Assuming compression is enabled of course.

1 ACCEPTED SOLUTION

avatar
Guru

@Terry Padgett These are stored as uncompressed text files.

View solution in original post

6 REPLIES 6

avatar
Guru

@Terry Padgett These are stored as uncompressed text files.

avatar
Master Guru

Which temporary tables are we talking about?

Tables you create with CREATE TEMPORARY TABLE?

These can have any storage format you want. So you you create it as ORC it definitely WILL be compressed.

Or what do you mean with "compression is enabled" ?

https://cwiki.apache.org/confluence/display/Hive/LanguageManual+DDL#LanguageManualDDL-Create/Drop/Tr...

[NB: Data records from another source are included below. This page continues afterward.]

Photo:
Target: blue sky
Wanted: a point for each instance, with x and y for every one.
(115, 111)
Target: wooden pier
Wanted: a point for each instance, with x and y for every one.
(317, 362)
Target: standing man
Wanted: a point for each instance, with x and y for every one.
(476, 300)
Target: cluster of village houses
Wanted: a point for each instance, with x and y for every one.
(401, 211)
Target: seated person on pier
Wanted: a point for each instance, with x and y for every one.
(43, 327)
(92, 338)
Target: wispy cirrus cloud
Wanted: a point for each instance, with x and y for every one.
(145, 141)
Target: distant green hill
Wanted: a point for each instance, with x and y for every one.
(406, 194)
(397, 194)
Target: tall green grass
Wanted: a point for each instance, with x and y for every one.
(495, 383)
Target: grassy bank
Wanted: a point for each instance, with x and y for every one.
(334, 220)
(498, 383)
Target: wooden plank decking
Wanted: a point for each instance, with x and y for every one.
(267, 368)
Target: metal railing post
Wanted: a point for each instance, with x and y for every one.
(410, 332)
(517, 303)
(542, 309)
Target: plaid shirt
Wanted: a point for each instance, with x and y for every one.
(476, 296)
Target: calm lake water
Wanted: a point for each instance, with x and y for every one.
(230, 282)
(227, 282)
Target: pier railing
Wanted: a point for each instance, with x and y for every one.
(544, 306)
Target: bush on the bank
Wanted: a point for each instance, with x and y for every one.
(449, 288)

There are also some internal structures for example the dataset that is generated by the Tez job before Hiveserver2 returns it to the client. This can be text or sequence file ( configurable ) but I heard there is a jira to use ORC for it instead.

avatar
Super Collaborator

@Benjamin Leonhardi Yes, these are Hive temporary tables. The feature is new'ish and I wanted to know if there are any surprises not mentioned in the language manual. Memory is one of the options for temporary table storage and I want to see if it is possible to fit the tables into memory. The tables are short-lived so I don't think ORC is a realistic choice at the moment but that could change.

avatar
Master Guru

What do you mean with memory? As far as I know a temporary table is just like any other table with the one exception that it will be cleaned up when the session ends. So you can choose any storage format but it will be HDFS. So it depends. If you only need it once I would agree ORC is most likely not good but if you create a temp tables once and then query it a couple of times ORC definitely makes sense to me .

Edit: Interesting You could use the HDFS storage policies here. Do you have a cluster that has been setup like this? You could still use any kind of storage you want compressed or not and I still think that ORC will be good if you use your temporary table a couple times.

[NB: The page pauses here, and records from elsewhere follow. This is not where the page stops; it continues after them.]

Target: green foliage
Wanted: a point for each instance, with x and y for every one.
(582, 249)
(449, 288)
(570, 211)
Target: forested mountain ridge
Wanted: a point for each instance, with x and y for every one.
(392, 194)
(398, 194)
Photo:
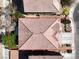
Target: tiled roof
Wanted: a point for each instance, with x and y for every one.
(39, 33)
(41, 6)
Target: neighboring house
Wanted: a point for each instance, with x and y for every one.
(40, 6)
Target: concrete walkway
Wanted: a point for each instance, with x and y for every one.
(1, 53)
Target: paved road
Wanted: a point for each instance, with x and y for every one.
(1, 54)
(76, 19)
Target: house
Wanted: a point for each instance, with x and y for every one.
(39, 35)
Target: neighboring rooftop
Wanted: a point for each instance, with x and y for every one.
(42, 6)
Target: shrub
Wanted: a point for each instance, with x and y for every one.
(9, 41)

Starting in Hive 1.1.0 the storage policy for temporary tables can be set to memory, ssd, or default with the hive.exec.temporary.table.storage configuration parameter (see HDFS Storage Types and Storage Policies).

avatar
Guru
@Terry Padgett

If you want to store these temporary tables as ORC, it is still possible. Here is an example.

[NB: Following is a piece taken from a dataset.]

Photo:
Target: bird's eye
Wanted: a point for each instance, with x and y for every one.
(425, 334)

create temporary table tp1 stored as orcfile as select count(*) from table_params;

My earlier answer was whether the text format which is default is compressed on hdfs.

avatar
Super Collaborator

Ya @Ravi Mutyala , the temporary tables are only in use for a few minutes. My concern is also about any additional time being spent when writing the table as ORC. Probably have to run a bake off to see how it works in this case.